Risale a ottobre 2013, per esempio, la storia di Maria, la bambina di 4 anni dagli occhi e capelli chiari, sottratta dalla Polizia a due rom greci durante un’operazione nel campo di Fasala, ad Atene, perché “l’aspetto non combaciava” con quello dei presunti genitori. La coppia era stata arrestata poco dopo per rapimento di minore e in Europa si era scatenata un’isteria collettiva sul traffico di bambini da parte degli “zingari”, con ottimi riscontri in Italia. Salvo poi, qualche giorno dopo, scoprire che i veri genitori, due rom bulgari, l’avevano lasciata di proposito alla coppia greca perché incapaci di mantenere la bambina.
La vicenda ha reso evidente quanto in Italia la psicosi del rom cattivo abbia raggiunto livelli preoccupanti.

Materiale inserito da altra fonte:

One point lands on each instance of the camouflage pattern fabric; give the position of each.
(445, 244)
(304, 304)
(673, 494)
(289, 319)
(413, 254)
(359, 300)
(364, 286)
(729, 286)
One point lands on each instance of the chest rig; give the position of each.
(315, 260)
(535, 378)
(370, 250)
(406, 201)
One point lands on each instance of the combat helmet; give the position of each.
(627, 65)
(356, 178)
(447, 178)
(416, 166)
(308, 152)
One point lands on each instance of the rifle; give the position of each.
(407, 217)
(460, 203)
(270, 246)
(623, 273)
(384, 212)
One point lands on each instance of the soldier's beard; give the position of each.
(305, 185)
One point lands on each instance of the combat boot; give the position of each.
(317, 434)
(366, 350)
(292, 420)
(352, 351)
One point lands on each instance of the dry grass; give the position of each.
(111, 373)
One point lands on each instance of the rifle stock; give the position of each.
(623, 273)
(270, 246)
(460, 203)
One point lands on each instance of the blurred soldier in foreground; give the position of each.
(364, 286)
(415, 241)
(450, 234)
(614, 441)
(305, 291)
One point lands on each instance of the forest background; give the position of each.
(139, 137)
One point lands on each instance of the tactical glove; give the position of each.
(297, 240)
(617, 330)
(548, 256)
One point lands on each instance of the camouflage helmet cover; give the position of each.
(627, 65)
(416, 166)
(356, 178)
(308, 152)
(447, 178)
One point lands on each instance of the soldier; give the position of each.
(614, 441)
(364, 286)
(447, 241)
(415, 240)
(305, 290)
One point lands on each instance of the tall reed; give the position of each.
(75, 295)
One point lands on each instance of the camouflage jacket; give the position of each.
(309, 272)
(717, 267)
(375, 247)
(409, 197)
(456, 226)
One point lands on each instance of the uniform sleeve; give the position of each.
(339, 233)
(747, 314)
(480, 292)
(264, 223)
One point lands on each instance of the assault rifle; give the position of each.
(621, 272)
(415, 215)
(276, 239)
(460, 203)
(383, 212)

In questi anni, l’intolleranza diffusa nei confronti dei rom è stata spesso cavalcata dai partiti politici, che hanno usato i rom come merce di scambio per vincere le elezioni. La maggior parte delle volte è stata “l’emergenza sicurezza” a essere tirata in ballo, talvolta per giustificare sgomberi da parte delle amministrazioni, di frequente sull’onda di fatti cronaca. Altre volte, invece, ad aver fortuna è stato il sempreverde “prima gli italiani poveri” (o comunque “prima gli italiani” e basta). L’assioma seguito è rubano-vivono nel degrado-non vanno tutelati. Su questa scia si è arrivati a sostenere, addirittura, che il fatto di essere una minoranza etnica garantirebbe ai rom “numerosi privilegi” a scapito degli italiani.

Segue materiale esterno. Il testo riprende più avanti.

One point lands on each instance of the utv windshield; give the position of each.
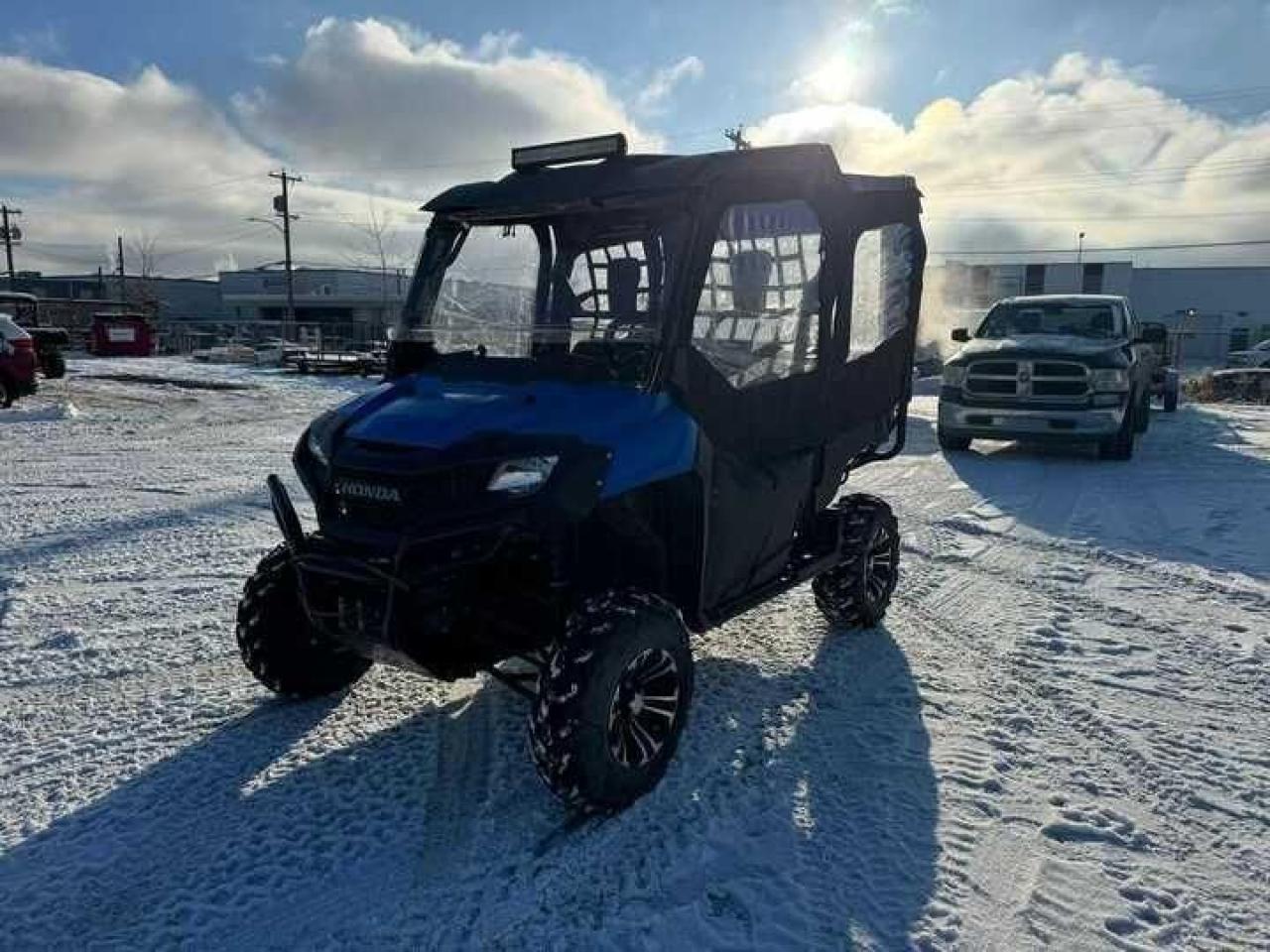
(563, 298)
(1098, 321)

L’isteria zingari si è trasformata spesso in episodi di violenza inaudita. A ottobre del 2013 a Napoli, una bambino rom di due anni è stato colpito da una pioggia d’acido proveniente da un balcone mentre camminava per strada con la madre. Qualche mese dopo, sempre a Napoli, il campo di Poggioreale è stato dato alle fiamme durante la notte. La sera del 25 aprile 2014, invece, a Latina, quattro minorenni rom sono stati presi a schiaffi e calci da una ronda di 15 persone composta da cittadini e forze dell’ordine.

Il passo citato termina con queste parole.